Tomomi Kiyomitsu earned his BAg at Kyoto University, Japan. He then obtained his PhD at Kyoto University (supervised by Prof. Mitsuhiro Yanagida) in 2008. He continued his PhD studies of chromosome segregation as a postdoctoral fellow in Yanagida’s laboratory until 2010. From 2010-2013, Tomomi started his spindle positioning study as an HFSP long-term fellow in Prof. Iain M. Cheeseman’s laboratory at the Whitehead Institute, MIT, USA. He then moved back to Nagoya University, Japan (to Prof. Gohta Goshima’s laboratory) in 2013 and continued his postdoc work as an assistant professor and a JST PRESTO researcher.
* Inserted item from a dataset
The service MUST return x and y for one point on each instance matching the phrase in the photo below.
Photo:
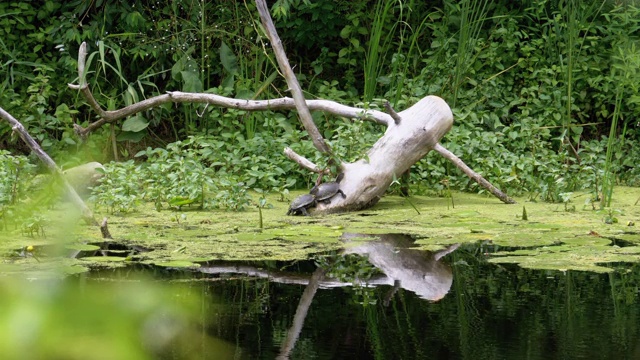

He was promoted to lecturer at Nagoya University in 2019 and then started his own unit at OIST in April 2020.

Professional Experience

  • Postdoctoral fellow (HFSP long-term fellow), Whitehead Institute, MIT, USA, 2010-2013
  • Assistant professor or lecturer, Nagoya University, Japan, 2013-2020
  • JST PRESTO Researcher, JST, Japan, 2013-2017
  • Assistant professor, OIST, Japan, 2020 - present

Awards

  • HFSP Career Development Award, 2014
  • The Young Scientists’ Prize in 2016 from the Ministry of Education, Culture, Sports, Science and Technology (MEXT), Japan

Select Publications

  • Kiyomitsu, T. The cortical force-generating machinery: How cortical spindle-pulling forces are generated. Curr Opin Cell Biol. 2019 Apr 4;60:1-8. Review.
  • Okumura, M. Natsume, T. Kanemaki, M.T. Kiyomitsu, T. Dynein-Dynactin-NuMA clusters generate cortical spindle-pulling forces as a multi-arm ensemble. eLife. 2018 May 31;7. pii: e36559.
  • Kiyomitsu, T. and Cheeseman, I.M. Cortical dynein and asymmetric membrane elongation coordinately position the spindle in anaphase. Cell. 2013 Jul 18; 154(2):391-402.
  • Kiyomitsu, T. and Cheeseman, I.M. Chromosome and spindle pole-derived signals generate an intrinsic code for spindle position and orientation. Nature Cell Biology. 2012 Feb 12;14(3):311-7.